President Obama signed into law the Omnibus Public Land Management Act of 2009 which created or expanded 2 million acres of wilderness area. Since I have a hard time with such large numbers, here is what I came up with about the size of 2 million acres that makes sense to me...
Dundy County - 921 square miles
Hitchcock County - 719 square miles
Red Willow County - 718 square miles
Furnas County - 721 square miles
Total 3079 square miles
Using the conversion calculator located at http://www.metric-conversions.org/area/s... , there are 1,970,560 acres in 3079 square miles which is close enough to 2 million to me for a reference as to how big that number is.
Now in the last few weeks, I've driven around a significant amount of Red Willow and Furnas counties, and I can tell you there sure seems to be a lot of land in our southwest Nebraska counties.

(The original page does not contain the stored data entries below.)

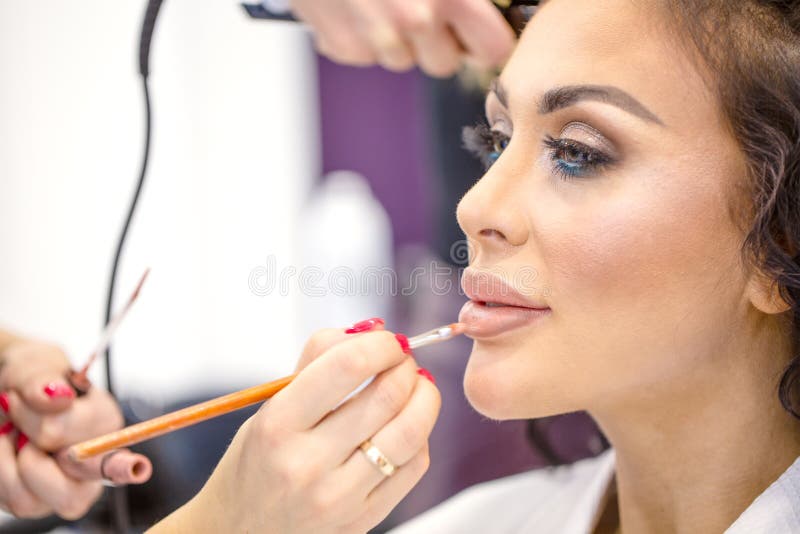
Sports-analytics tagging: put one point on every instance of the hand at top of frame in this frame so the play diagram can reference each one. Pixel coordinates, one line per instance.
(435, 35)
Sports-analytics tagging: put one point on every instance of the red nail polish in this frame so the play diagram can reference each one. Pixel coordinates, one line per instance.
(365, 326)
(58, 389)
(403, 340)
(427, 374)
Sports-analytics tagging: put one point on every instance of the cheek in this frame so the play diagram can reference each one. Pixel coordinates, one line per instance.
(648, 280)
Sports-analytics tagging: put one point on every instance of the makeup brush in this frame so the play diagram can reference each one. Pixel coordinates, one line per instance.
(221, 405)
(78, 379)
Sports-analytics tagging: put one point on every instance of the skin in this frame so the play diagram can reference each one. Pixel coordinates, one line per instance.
(436, 35)
(31, 482)
(656, 326)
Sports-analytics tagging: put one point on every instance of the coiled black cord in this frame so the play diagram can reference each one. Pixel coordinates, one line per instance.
(118, 496)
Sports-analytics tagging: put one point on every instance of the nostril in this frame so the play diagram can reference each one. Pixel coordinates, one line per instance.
(490, 232)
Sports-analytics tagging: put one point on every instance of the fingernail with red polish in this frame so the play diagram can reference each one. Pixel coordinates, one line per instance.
(403, 340)
(365, 326)
(58, 389)
(427, 374)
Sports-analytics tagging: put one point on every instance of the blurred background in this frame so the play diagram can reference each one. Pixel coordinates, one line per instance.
(284, 194)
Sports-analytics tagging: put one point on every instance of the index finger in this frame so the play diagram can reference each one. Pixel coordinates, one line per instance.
(483, 31)
(89, 416)
(330, 378)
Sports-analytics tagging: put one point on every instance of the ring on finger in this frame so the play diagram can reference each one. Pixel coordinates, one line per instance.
(377, 458)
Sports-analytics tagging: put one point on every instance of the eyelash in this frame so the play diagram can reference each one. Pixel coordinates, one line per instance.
(570, 159)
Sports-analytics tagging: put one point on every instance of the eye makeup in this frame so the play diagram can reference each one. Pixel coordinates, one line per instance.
(580, 151)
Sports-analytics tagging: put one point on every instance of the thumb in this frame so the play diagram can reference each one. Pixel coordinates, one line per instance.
(322, 340)
(46, 392)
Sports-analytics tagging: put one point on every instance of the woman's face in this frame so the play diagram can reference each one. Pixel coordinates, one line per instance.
(611, 206)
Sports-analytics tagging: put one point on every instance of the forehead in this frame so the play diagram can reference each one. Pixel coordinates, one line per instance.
(630, 44)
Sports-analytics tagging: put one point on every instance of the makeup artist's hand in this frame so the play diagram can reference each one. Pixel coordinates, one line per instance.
(436, 35)
(295, 467)
(41, 414)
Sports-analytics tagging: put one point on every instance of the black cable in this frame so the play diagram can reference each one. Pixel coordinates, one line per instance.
(119, 499)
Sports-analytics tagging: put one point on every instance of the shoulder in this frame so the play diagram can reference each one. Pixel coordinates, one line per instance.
(775, 510)
(538, 497)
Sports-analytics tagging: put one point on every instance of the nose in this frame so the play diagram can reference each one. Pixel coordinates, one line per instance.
(491, 216)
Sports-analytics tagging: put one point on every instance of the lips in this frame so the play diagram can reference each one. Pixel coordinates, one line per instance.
(495, 306)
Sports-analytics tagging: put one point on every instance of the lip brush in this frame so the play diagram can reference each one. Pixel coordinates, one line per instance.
(221, 405)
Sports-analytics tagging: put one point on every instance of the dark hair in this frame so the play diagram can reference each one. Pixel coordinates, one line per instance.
(751, 49)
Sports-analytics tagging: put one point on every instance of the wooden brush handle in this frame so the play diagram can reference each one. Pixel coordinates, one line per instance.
(178, 419)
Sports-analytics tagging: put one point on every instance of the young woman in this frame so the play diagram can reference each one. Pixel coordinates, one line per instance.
(645, 161)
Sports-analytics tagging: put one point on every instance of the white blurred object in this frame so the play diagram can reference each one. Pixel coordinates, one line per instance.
(235, 148)
(346, 271)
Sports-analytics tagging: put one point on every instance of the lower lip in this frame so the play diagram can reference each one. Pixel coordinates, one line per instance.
(489, 321)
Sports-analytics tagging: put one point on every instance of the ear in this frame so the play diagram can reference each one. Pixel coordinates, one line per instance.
(763, 292)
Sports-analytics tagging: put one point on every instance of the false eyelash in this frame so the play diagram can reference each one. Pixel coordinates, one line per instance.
(480, 141)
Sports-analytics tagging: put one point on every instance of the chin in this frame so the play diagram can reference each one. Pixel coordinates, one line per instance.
(505, 388)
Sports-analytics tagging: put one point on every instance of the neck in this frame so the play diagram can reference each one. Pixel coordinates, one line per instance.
(693, 457)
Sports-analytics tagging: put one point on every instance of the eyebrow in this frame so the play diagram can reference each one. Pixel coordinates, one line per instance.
(569, 95)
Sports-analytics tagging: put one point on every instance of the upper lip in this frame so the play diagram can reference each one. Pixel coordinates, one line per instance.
(485, 286)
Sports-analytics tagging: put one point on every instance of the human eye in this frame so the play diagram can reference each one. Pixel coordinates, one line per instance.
(570, 158)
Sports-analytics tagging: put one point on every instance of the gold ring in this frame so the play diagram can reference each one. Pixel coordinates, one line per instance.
(377, 458)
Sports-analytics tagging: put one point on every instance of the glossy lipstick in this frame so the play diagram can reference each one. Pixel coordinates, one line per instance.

So is adding all that acreage to wilderness a good idea? Guaranteed there are a lot of folks that would say yes, but count me out of that group. I've spend hundreds of hours marking wilderness areas for the BLM in California as a volunteer. The original wilderness act stated that wilderness would be created from areas "untrammeled by man", but at least some some designated wilderness doesn't meet that criteria in my book. I've put "Wilderness Boundry" signs in the middle of established roads. In Colorado, one of the newest wilderness areas had to deal with a privately owned irrigation canal... doesn't sound "untrammeled" to me.
Wilderness designation takes away use of mechanized transportation to include bicycles and wheelchairs. If you can't walk or ride a horse, you are not welcome. No resource exploration is allowed. The USDA Forest Service likes to say on their boundry signs "Land Of Many Uses", but I've seen bumper stickers that say "Wilderness, Land Of No Uses" too.
I have a problem with more wilderness designation... the government now seems fit to declare anything they choose to be wilderness without regard to previous use. Having "wilderness qualities" now seems to be the criteria for designation. It was my belief that the original Wilderness Act found the truly wild places in the USA, guess we can just make things up as we go along now.